Alerta climática: Latinoamérica se prepara para un fenómeno de El Niño histórico

América Latina y el Caribe están bajo advertencia climática. El fenómeno de El Niño ha acelerado su desarrollo y los principales centros meteorológicos mundiales prevén que este evento alcance una intensidad no vista en años.
La combinación entre la atmósfera y el calentamiento del océano Pacífico sugiere un episodio de alta magnitud. Con más de un 96 % de probabilidad de que el fenómeno se extienda por varios meses, la región acelera sus planes de contingencia para proteger cosechas, infraestructura y vidas humanas.
Un océano atípicamente cálido
Las mediciones de la Administración Nacional Oceánica y Atmosférica (NOAA) y la Organización Meteorológica Mundial (OMM) muestran un rápido incremento de las temperaturas en el Pacífico ecuatorial.
En datos: Existe más de un 60 % de probabilidad de que este evento se clasifique como un «El Niño fuerte», superando el umbral de $+2,0^\circ\text{C}$ de anomalía térmica.
La velocidad con la que se ha formado este escenario reduce el tiempo de preparación para los gobiernos locales, obligando a actuar con urgencia.

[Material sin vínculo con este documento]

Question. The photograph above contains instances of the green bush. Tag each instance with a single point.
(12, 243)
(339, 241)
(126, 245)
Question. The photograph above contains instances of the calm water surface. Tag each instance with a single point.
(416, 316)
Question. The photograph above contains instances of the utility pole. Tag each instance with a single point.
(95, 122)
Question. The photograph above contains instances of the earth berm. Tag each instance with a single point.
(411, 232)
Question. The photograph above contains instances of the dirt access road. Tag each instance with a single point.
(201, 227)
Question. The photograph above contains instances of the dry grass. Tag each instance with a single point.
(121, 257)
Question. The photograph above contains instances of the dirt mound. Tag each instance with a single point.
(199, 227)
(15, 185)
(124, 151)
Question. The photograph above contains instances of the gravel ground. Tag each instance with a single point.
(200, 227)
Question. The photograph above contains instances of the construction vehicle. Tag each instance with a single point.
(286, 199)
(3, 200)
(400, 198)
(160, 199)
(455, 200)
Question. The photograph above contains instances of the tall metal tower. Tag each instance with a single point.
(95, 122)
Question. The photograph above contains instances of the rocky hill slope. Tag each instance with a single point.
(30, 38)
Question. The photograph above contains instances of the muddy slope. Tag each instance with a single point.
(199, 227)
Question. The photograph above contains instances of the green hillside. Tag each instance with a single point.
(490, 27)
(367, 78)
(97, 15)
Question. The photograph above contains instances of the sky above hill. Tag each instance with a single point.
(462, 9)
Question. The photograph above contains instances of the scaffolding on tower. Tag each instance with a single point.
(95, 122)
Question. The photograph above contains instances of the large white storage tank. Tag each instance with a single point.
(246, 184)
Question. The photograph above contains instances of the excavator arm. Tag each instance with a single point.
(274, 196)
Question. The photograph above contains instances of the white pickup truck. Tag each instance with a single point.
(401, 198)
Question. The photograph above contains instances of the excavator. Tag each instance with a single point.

¿Cómo afectará a cada subregión?
El impacto de El Niño no es igual para todos; mientras unas zonas enfrentarán sequías severas, otras deberán prepararse para lluvias torrenciales.
-
Centroamérica y el Caribe: Menor cantidad de lluvias. La mayor preocupación se concentra en el Corredor Seco, donde peligra la producción de maíz y frijol.
-
Perú y Ecuador: Riesgo alto de lluvias intensas, desbordamientos de ríos y deslizamientos de tierra.
-
Colombia y Venezuela: Reducción drástica de precipitaciones, mayor probabilidad de incendios forestales y bajada en el nivel de los embalses.
-
Cono Sur (Sur de Brasil, Uruguay y Argentina): Aumento de lluvias por encima de lo normal, con riesgo de inundaciones en zonas vulnerables.
Economía y alimentos en la mira
El impacto no es solo meteorológico; también es económico. La Oficina de las Naciones Unidas para la Coordinación de Asuntos Humanitarios (OCHA) y el Banco Interamericano de Desarrollo (BID) advierten que este evento se suma a la presión de la inflación.
La pérdida de cultivos básicos y de exportación —como el café, el banano y la caña de azúcar— podría presionar al alza los precios de la canasta familiar en los próximos meses.
Medidas en marcha
Frente a este escenario, los países aceleran esquemas de acción anticipatoria:
-
Mantenimiento y limpieza de cauces y drenajes urbanos.
-
Refuerzo de los sistemas de alerta temprana comunitarios.
-
Entrega de insumos agrícolas más resistentes a variaciones extremas.
-
Activación de fondos de emergencia para la atención humanitaria.